Re: C aggregate passing (Rust kernel policy)
From: Ralf Jung
Date: Tue Mar 04 2025 - 13:47:18 EST
Hi all,
Whether the compiler is permitted to do that depends heavily on what exactly
the code looks like, so it's hard to discuss this in the abstract.
If inside some function, *all* writes to a given location are atomic (I
think that's what you call WRITE_ONCE?), then the compiler is *not* allowed
to invent any new writes to that memory. The compiler has to assume that
there might be concurrent reads from other threads, whose behavior could
change from the extra compiler-introduced writes. The spec (in C, C++, and
Rust) already works like that.
OTOH, the moment you do a single non-atomic write (i.e., a regular "*ptr =
val;" or memcpy or so), that is a signal to the compiler that there cannot
be any concurrent accesses happening at the moment, and therefore it can
(and likely will) introduce extra writes to that memory.
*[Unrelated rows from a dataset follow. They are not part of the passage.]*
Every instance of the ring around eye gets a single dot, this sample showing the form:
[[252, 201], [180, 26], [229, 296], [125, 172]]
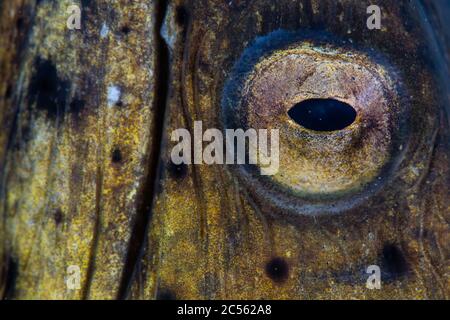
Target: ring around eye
[[337, 108]]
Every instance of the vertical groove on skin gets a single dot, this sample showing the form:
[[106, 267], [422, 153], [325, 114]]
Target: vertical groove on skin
[[96, 231], [147, 194]]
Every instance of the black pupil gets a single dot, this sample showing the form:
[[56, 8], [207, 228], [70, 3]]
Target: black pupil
[[323, 114]]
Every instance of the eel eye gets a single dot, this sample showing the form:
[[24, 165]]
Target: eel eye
[[337, 109]]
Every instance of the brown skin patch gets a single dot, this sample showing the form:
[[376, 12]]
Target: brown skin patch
[[214, 232]]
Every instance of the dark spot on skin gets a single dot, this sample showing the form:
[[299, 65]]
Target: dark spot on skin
[[393, 262], [181, 15], [58, 216], [76, 106], [125, 30], [177, 171], [277, 269], [165, 294], [19, 24], [323, 114], [8, 92], [12, 272], [47, 90], [116, 156]]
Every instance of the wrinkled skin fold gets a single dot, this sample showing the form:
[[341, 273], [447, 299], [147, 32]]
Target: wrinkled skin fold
[[86, 177]]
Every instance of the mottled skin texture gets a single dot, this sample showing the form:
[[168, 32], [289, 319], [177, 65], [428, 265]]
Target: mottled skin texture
[[87, 183]]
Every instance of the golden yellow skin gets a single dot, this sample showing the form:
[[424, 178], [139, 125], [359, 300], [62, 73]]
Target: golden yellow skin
[[68, 199]]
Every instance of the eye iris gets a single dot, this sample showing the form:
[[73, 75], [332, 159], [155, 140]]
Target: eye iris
[[303, 87], [323, 114]]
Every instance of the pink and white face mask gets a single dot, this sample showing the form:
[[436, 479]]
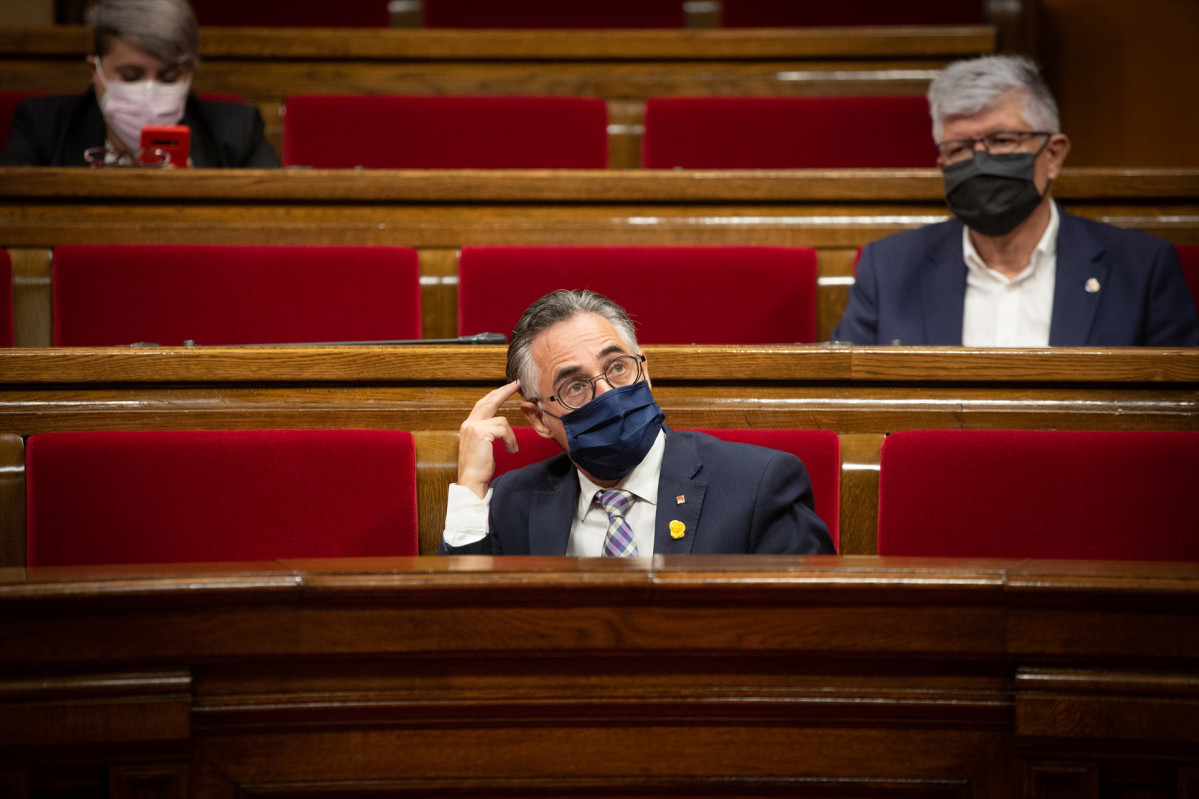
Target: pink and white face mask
[[131, 106]]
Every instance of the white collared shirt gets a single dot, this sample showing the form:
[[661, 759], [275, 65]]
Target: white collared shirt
[[1011, 312], [467, 515]]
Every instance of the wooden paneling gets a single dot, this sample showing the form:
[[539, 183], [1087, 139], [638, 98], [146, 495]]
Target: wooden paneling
[[731, 676], [836, 211], [624, 67], [862, 394], [1119, 73]]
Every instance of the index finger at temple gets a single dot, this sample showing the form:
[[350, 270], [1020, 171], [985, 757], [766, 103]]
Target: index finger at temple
[[490, 403]]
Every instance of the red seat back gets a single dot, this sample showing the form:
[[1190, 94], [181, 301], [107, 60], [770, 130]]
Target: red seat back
[[796, 13], [293, 13], [6, 330], [395, 132], [1190, 257], [220, 496], [1113, 494], [554, 13], [675, 295], [819, 450], [119, 294], [787, 132]]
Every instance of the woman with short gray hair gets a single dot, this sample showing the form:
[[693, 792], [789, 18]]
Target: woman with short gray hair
[[144, 55]]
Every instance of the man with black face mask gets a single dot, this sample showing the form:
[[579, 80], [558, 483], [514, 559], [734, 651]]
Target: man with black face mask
[[1012, 269], [625, 484]]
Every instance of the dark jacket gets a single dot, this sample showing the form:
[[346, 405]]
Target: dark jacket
[[55, 131], [911, 288], [740, 499]]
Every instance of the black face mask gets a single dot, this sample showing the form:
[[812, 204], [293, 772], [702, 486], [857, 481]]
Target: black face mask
[[993, 193]]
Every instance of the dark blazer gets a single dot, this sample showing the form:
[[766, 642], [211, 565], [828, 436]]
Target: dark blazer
[[911, 288], [55, 131], [739, 499]]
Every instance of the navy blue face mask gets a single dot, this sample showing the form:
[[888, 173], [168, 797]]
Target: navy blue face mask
[[993, 193], [610, 434]]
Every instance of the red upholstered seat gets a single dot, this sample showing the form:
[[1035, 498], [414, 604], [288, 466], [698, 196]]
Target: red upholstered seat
[[6, 331], [119, 294], [1113, 494], [396, 132], [293, 13], [554, 13], [787, 132], [1190, 257], [675, 295], [819, 450], [220, 496], [772, 13]]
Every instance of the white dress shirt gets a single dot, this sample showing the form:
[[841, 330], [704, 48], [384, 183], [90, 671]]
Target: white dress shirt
[[1011, 312], [467, 514]]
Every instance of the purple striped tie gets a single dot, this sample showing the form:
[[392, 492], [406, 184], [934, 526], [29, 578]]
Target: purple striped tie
[[619, 542]]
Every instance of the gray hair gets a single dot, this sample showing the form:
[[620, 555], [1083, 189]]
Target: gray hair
[[971, 86], [559, 306], [166, 29]]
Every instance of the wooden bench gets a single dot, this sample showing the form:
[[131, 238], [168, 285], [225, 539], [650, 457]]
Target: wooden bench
[[836, 211], [622, 67], [725, 677], [862, 394]]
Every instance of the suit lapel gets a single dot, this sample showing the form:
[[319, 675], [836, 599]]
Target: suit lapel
[[943, 290], [1078, 265], [85, 131], [680, 497], [552, 514]]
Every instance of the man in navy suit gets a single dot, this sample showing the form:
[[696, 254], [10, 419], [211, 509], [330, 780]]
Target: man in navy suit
[[625, 484], [1013, 269]]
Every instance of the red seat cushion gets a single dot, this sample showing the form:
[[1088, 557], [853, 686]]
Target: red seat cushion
[[393, 132], [220, 496], [554, 13], [120, 294], [787, 132], [1190, 257], [1112, 494], [675, 295], [772, 13], [819, 450]]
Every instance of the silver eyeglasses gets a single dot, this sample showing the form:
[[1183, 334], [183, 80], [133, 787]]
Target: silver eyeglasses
[[996, 143], [577, 391]]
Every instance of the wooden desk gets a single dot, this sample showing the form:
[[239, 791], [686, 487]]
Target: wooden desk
[[624, 67], [836, 211], [862, 394], [733, 677]]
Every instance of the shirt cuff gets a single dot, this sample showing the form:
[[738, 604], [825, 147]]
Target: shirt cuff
[[467, 516]]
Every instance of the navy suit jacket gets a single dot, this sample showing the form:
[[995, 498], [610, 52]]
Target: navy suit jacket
[[911, 287], [55, 131], [739, 499]]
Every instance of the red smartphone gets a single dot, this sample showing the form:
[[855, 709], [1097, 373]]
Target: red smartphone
[[173, 139]]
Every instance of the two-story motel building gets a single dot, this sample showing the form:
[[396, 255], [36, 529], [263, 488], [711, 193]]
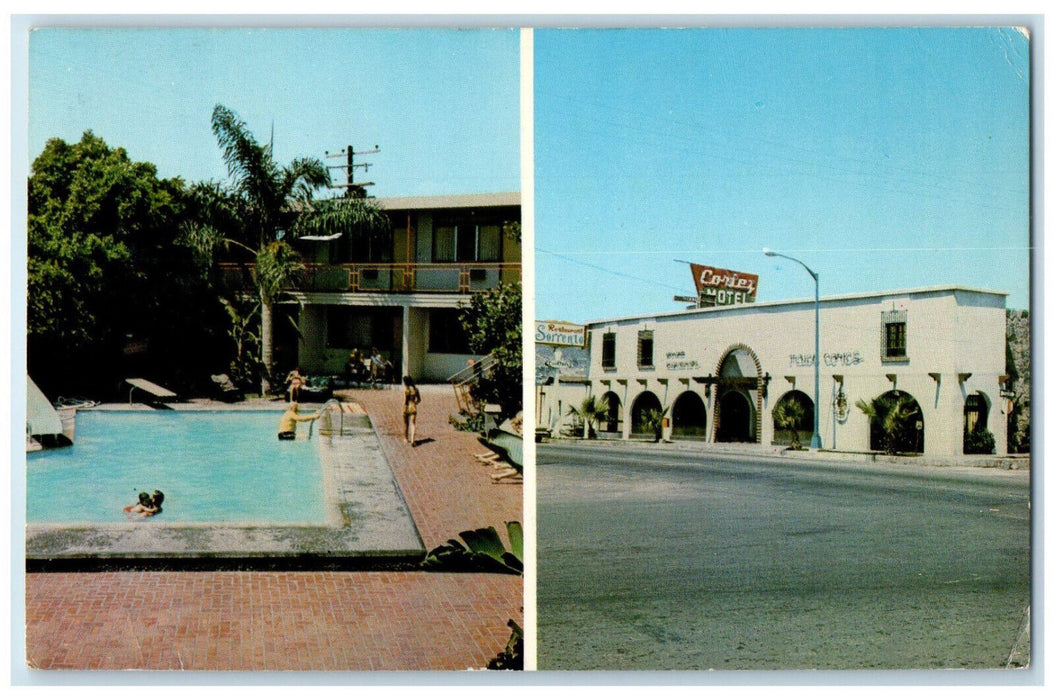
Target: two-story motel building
[[721, 371], [399, 292]]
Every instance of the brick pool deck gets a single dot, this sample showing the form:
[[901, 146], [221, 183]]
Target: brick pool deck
[[305, 620]]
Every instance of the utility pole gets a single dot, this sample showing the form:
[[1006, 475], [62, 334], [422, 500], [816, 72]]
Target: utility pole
[[352, 189]]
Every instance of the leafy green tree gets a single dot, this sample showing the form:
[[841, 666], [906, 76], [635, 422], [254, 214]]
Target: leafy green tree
[[893, 419], [590, 411], [788, 415], [262, 208], [109, 289], [493, 324], [652, 421]]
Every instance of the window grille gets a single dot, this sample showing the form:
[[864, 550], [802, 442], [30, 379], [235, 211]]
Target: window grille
[[894, 337], [645, 349], [608, 351]]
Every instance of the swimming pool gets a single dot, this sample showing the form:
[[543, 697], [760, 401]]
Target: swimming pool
[[235, 497], [212, 466]]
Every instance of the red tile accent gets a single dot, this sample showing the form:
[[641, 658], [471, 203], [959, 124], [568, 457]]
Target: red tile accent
[[306, 620]]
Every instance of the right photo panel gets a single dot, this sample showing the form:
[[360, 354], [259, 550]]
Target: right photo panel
[[783, 348]]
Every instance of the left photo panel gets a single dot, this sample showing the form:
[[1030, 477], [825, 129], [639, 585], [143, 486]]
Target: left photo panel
[[273, 350]]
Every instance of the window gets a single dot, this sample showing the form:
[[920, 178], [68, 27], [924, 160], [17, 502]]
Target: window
[[645, 349], [466, 241], [895, 335], [347, 327], [608, 351], [445, 332], [362, 248]]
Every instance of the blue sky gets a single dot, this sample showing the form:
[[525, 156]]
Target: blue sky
[[442, 105], [882, 158]]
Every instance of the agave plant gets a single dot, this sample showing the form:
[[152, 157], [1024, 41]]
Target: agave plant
[[482, 550]]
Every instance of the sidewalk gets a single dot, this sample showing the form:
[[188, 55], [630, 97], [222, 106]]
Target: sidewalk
[[305, 620], [1016, 462]]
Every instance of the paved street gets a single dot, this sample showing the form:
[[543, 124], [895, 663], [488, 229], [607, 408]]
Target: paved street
[[305, 620], [675, 559]]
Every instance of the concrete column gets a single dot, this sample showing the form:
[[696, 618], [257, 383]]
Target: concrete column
[[415, 341]]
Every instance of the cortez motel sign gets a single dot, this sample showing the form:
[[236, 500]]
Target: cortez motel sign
[[560, 332], [718, 287]]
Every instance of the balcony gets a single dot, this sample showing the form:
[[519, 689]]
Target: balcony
[[367, 277]]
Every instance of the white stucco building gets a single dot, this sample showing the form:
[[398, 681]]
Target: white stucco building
[[722, 371], [398, 292]]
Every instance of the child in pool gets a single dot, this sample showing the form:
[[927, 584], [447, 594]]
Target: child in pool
[[148, 506]]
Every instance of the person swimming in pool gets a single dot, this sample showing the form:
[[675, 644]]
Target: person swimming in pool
[[287, 424], [148, 505]]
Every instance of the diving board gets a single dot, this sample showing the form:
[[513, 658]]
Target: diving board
[[41, 419], [159, 392]]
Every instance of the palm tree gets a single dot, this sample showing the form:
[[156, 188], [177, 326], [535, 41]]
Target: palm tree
[[589, 411], [893, 416], [262, 208], [652, 421]]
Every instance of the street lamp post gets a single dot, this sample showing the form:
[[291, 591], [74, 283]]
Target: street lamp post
[[816, 440]]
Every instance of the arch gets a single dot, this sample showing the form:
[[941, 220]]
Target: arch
[[905, 430], [643, 403], [689, 415], [734, 422], [610, 422], [976, 412], [737, 405], [802, 426]]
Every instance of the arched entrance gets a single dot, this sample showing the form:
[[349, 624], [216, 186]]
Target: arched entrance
[[610, 422], [793, 419], [896, 423], [977, 439], [689, 415], [735, 421], [643, 404], [739, 388]]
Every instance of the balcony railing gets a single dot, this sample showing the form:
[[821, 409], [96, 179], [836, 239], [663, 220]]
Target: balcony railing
[[461, 277]]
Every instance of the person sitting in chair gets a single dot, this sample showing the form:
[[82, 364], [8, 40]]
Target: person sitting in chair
[[380, 367], [355, 369], [287, 424]]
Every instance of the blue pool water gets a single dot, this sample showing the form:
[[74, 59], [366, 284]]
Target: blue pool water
[[212, 466]]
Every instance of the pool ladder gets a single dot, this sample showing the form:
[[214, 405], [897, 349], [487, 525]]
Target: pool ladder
[[326, 421]]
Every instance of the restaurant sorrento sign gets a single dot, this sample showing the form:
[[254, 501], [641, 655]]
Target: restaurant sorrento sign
[[560, 332], [720, 287]]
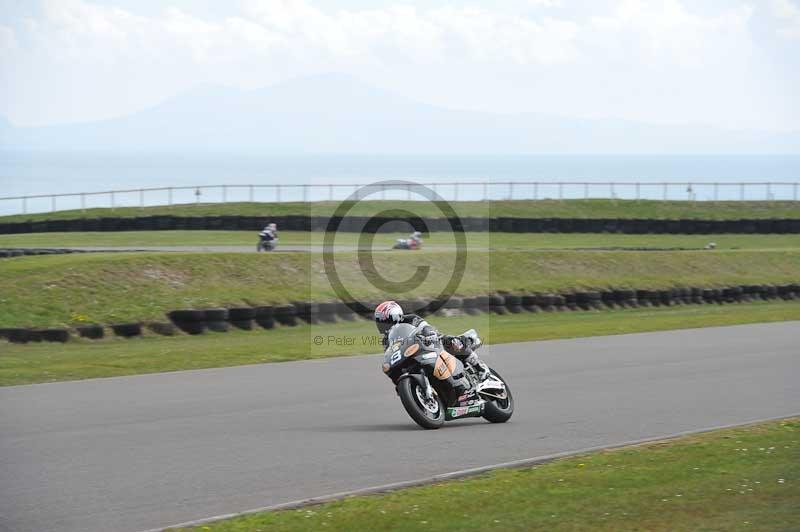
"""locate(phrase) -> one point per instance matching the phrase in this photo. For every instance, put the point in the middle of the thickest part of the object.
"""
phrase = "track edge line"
(463, 473)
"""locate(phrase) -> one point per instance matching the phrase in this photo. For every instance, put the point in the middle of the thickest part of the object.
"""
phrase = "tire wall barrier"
(388, 225)
(199, 321)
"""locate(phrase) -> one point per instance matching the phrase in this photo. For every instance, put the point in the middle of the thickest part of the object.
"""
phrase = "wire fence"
(450, 191)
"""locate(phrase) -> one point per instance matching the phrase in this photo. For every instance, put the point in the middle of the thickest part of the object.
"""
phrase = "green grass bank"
(84, 359)
(61, 290)
(500, 241)
(591, 208)
(744, 478)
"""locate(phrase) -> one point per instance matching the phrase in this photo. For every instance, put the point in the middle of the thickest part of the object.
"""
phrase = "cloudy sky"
(734, 64)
Is that how it really works?
I'd expect the atomic writes to have what we call "compiler barriers"
before and after; IOW, the compiler can do whatever it wants with non
atomic writes, provided it doesn't cross those barriers.
If you do a non-atomic write, and then an atomic release write, that release
write marks communication with another thread. When I said "concurrent accesses
[...] at the moment" above, the details of what exactly that means matter a lot:
by doing an atomic release write, the "moment" has passed, as now other threads
could be observing what happened.
One can get quite far thinking about these things in terms of "barriers" that
block the compiler from reordering operations, but that is not actually what
happens. The underlying model is based on describing the set of behaviors that a
program can have when using particular atomicity orderings (such as release,
acquire, relaxed); the compiler is responsible for ensuring that the resulting
program only exhibits those behaviors. An approach based on "barriers" is one,
but not the only, approach to achieve that: at least in special cases, compilers
can and do perform more optimizations. The only thing that matters is that the
resulting program still behaves as-if it was executed according to the rules of
the language, i.e., the program execution must be captured by the set of
behaviors that the atomicity memory model permits. This set of behaviors is,
btw, completely portable; this is truly an abstract semantics and not tied to
what any particular hardware does.
Now, that's the case for general C++ or Rust. The Linux kernel is special in
that its concurrency support predates the official model, so it is written in a
different style, commonly referred to as LKMM. I'm not aware of a formal study
of that model to the same level of rigor as the C++ model, so for me as a
theoretician it is much harder to properly understand what happens there,
unfortunately. My understanding is that many LKMM operations can be mapped to
equivalent C++ operations (i.e., WRITE_ONCE and READ_ONCE correspond to atomic
relaxed loads and stores). However, the LKMM also makes use of dependencies
(address and/or data dependencies? I am not sure), and unfortunately those
fundamentally clash with even basic compiler optimizations such as GVN/CSE or
algebraic simplifications, so it's not at all clear how they can even be used in
an optimizing compiler in a formally sound way (i.e., "we could, in principle,
mathematically prove that this is correct"). Finding a rigorous way to equip an
optimized language such as C, C++, or Rust with concurrency primitives that emit
the same efficient assembly code as what the LKMM can produce is, I think, an
open problem. Meanwhile, the LKMM seems to work in practice despite those
concerns, and that should apply to both C (when compiled with clang) and Rust in
the same way -- but when things go wrong, the lack of a rigorous contract will
make it harder to determine whether the bug is in the compiler or the kernel.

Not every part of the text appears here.